Use of artificial intelligence triage software led to a significant reduction in 30- and 120-day all-cause mortality for those with intracranial hemorrhage compared with those treated without the algorithm, according to research.
“Artificial intelligence in health care is growing rapidly,” Dmitry Kotovich, of the Institute for Research in Military Medicine at The Hebrew University of Jerusalem in Tel Aviv, Israel, and colleagues wrote in the International Journal of Emergency Medicine. “Intracranial hemorrhage is one condition that is highly impacted by AI’s ability in prioritizing and triaging suspected findings, leading to earlier therapeutic interventions.”
Kotovich and fellow researchers sought to assess the effect of a commercial artificial intelligence (AI) solution in the ED on clinical outcomes in a single level 1 trauma center.

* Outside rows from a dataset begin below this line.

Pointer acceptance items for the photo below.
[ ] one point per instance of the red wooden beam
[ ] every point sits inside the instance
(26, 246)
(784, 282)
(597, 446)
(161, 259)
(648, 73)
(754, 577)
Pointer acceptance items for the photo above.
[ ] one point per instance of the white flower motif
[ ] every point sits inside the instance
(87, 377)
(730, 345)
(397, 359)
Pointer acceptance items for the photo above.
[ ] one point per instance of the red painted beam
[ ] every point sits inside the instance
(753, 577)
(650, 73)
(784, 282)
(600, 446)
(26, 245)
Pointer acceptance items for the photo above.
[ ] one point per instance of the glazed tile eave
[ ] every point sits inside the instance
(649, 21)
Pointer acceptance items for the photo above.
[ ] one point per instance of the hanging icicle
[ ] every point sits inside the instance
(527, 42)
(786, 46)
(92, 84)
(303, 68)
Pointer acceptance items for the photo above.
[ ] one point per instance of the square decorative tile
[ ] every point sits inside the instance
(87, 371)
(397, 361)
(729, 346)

They conducted a retrospective cohort study for two time periods that analyzed 587 participants: pre-AI (January 2017 to January 2018; n = 289) and post-AI (January 2019 to January 2020; n = 298) in a level 1 trauma center, where an algorithm for intracranial hemorrhage (ICH) was applied to all individuals with a confirmed diagnosis of ICH on head CT upon ED admission.

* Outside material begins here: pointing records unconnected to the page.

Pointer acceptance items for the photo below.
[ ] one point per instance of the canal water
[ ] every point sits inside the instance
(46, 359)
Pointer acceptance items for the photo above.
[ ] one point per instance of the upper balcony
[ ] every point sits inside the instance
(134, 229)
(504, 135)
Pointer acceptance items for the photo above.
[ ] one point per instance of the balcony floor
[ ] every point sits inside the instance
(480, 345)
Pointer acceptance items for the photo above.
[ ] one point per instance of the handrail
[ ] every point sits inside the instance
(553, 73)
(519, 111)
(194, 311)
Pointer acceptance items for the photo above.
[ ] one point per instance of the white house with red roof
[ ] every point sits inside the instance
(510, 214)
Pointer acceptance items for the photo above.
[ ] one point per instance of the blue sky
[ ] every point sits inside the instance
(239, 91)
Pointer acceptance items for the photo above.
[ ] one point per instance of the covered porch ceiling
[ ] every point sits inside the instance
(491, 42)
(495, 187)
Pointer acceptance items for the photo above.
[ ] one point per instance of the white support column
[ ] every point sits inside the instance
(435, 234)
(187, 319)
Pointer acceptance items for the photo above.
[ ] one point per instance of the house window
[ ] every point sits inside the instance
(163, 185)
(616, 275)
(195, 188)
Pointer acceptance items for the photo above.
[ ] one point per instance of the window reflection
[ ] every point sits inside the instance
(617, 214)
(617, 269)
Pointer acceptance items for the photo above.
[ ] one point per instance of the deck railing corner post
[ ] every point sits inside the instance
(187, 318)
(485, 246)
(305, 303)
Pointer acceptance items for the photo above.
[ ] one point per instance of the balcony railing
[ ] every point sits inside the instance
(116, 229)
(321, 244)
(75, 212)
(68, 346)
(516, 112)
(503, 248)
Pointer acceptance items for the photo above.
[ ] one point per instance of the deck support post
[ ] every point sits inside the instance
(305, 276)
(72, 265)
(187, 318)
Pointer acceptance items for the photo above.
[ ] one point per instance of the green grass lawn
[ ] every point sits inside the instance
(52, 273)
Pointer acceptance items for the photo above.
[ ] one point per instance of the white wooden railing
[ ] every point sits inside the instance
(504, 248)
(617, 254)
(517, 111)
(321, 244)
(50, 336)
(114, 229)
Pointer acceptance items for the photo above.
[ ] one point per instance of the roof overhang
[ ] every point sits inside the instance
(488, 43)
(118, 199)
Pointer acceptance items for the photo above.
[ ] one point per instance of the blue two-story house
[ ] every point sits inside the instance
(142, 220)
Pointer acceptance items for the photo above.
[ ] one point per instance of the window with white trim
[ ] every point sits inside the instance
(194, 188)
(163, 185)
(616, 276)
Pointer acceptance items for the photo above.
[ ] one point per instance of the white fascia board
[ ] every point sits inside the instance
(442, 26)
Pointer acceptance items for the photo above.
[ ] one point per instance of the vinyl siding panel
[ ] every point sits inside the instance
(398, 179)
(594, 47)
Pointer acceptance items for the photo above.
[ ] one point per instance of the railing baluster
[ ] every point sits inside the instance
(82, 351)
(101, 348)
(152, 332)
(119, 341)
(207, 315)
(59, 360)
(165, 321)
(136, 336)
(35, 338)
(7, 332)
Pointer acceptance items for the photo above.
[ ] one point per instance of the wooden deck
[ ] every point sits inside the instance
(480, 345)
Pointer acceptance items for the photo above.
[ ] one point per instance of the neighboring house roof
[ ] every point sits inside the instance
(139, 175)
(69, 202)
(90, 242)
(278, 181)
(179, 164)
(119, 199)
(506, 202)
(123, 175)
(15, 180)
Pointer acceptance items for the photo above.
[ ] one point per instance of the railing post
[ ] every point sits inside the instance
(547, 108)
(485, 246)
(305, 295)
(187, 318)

Those admitted to the ED during the same time periods for other acute diagnoses such as ischemic stroke and myocardial infarction served as control groups. Primary outcomes were measurements of 30- and 120-day all-cause mortality. The secondary outcome was morbidity based on Modified Rankin Scale (mRS) score at time of discharge. Variables such as demographics, patient outcomes, and imaging data were part of the data set.
According to results, all-cause mortality at 30- and 120-day intervals were significantly reduced in the post-AI group compared with the pre-AI group (27.7% vs. 17.5% and 31.8% vs. 21.7%, respectively).
Data additionally showed that mRS scores at discharge were significantly reduced post-AI implementation (3.2 vs 2.8), but no significant differences between the two time periods were found with respect to demographics, comorbidities, type of ICH and length of hospital stay.
“By flagging a life-threatening, time-sensitive pathology, the AI solution may improve overall reader efficiency ... contributing to the timeliness in which radiologists can get to read scans .. and possibly have the potential to enhance radiologists’ accuracy,” Kotovich and colleagues wrote.